Gerrymandering with AlphaPhoenix

You probably know that gerrymandering concerns drawing voting districts, as for state representatives, in such a way that one side gets an unfair advantage. How can you tell if it’s happening? Generally people like to point out the strange snakelike districts that are used to pack certain groups of voters together or break apart others. After all, it was a funny salamander-shaped congressional district that gave gerrymandering its name. So you might expect it to always result in spidery-lizardy districts. But look at these two maps of North Carolina.

Maps courtesy of Brian Haidet

This first one is an actual district map for North Carolina. It has some of those tell-tale salamander districts. By population, North Carolina is a red state, but not dramatically so. With 13 districts, you might expect a 7-6 split in favor of Republicans. But this map manages to squeeze out 10 red districts.

This second map was made by a physicist named Brian Haidet who took a great interest in gerrymandering. He wrote a program that can gerrymander successfully while avoiding the problem of snaky regions. This map “looks” fair, in the sense that the regions are reasonably shaped. And they all have roughly the same population. Yet he’s managed to give North Carolina Republicans 11 out of 13 representatives.

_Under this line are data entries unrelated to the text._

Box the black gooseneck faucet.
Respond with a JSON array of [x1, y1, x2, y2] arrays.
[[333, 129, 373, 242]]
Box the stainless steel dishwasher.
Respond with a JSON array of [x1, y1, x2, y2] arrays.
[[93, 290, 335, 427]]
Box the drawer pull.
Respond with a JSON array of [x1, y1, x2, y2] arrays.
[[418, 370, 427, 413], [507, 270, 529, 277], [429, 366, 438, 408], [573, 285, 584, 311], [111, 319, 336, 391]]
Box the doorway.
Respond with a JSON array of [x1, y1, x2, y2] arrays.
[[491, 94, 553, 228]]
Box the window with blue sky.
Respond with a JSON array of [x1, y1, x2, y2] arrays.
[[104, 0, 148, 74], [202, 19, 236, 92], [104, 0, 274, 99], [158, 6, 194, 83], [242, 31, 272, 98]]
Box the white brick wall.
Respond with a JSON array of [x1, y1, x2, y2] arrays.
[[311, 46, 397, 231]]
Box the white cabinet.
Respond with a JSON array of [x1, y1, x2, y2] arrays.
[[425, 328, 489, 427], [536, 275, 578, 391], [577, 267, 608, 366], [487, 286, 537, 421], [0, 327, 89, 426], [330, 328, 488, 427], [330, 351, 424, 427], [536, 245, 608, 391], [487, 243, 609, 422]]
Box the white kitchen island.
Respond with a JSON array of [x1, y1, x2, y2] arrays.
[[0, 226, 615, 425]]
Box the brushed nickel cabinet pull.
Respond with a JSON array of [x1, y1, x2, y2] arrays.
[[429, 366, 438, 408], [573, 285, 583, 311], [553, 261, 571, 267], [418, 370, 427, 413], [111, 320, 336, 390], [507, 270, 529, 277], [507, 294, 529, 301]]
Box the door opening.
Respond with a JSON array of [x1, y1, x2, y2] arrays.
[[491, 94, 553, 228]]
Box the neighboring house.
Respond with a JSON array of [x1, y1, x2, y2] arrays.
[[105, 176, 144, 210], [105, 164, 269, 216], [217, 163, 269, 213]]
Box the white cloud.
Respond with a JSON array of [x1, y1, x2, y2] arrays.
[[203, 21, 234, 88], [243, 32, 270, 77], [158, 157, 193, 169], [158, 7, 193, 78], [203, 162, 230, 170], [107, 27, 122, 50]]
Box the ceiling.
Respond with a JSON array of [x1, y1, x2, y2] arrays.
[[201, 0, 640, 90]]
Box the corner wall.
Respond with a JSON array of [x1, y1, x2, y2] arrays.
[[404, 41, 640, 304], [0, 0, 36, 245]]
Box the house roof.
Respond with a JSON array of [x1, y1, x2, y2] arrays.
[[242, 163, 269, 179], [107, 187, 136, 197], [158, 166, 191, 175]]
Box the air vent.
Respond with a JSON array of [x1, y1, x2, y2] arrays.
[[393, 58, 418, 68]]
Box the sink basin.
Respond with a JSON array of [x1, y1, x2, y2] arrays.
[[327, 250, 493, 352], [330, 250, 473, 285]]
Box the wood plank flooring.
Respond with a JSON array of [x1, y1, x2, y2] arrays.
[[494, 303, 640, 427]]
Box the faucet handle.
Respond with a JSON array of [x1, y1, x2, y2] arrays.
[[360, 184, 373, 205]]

Here’s the video where he talks about the process: Algorithmic Redistricting: Elections made-to-order. It’s long, but it’s both entertaining and eye-opening. And it uses the prize-winning phrase “Markov Chain Monte Carlo Simulated Anneal.”

Here are my big takeaways from the video.

  • Cheating does not mean funny district lines. If you’re good at math and maps, you can totally cheat with nice, sane-looking districts.
  • Fairness is predicated on people’s voting preferences being stable and predictable. You must start with a baseline population and voting preference. This may be a safe assumption in these polarized times, but you still need to keep in mind that “fairness” is based on a distribution that needs to be resampled from time to time.
  • If preferences are indeed stable and predictable, then the outcome is completely known. It is purely an exercise in geometry, foreordained well before the election by an algorithm. This seems weird, but there’s no escaping it.
  • Even when you draw the districts so that they are fair, you still have a few degrees of freedom. Would you like the races to be close, or incumbent-favoring landslides?

Gerrymandering is a hot topic these days, partly because it lends itself to fun simulations that are now tractable on personal computers. So we now know what danger lurks in the redistricting process. There are plenty of good ways to limit cheating, but political interest means that whoever thinks they have the upper hand has no interest in trying to make the process fair.

In a sense, we’re lucky that the people trying to rig elections have been so ham-fisted about it. By making such obviously partisan maps, we are now at least alert to the danger. I think of this as the Photoshop Effect. Photos have been doctored since photography was first invented. But it took the widespread use of Photoshop for ordinary people to realize it. You never could trust photos, but now you KNOW you can’t trust photos. Voting districts have been doctored since Elbridge Gerry was the salamander-loving governor of Massachusetts. Thanks to the good work of people like Brian Haidet, more of us are starting to get wise to it.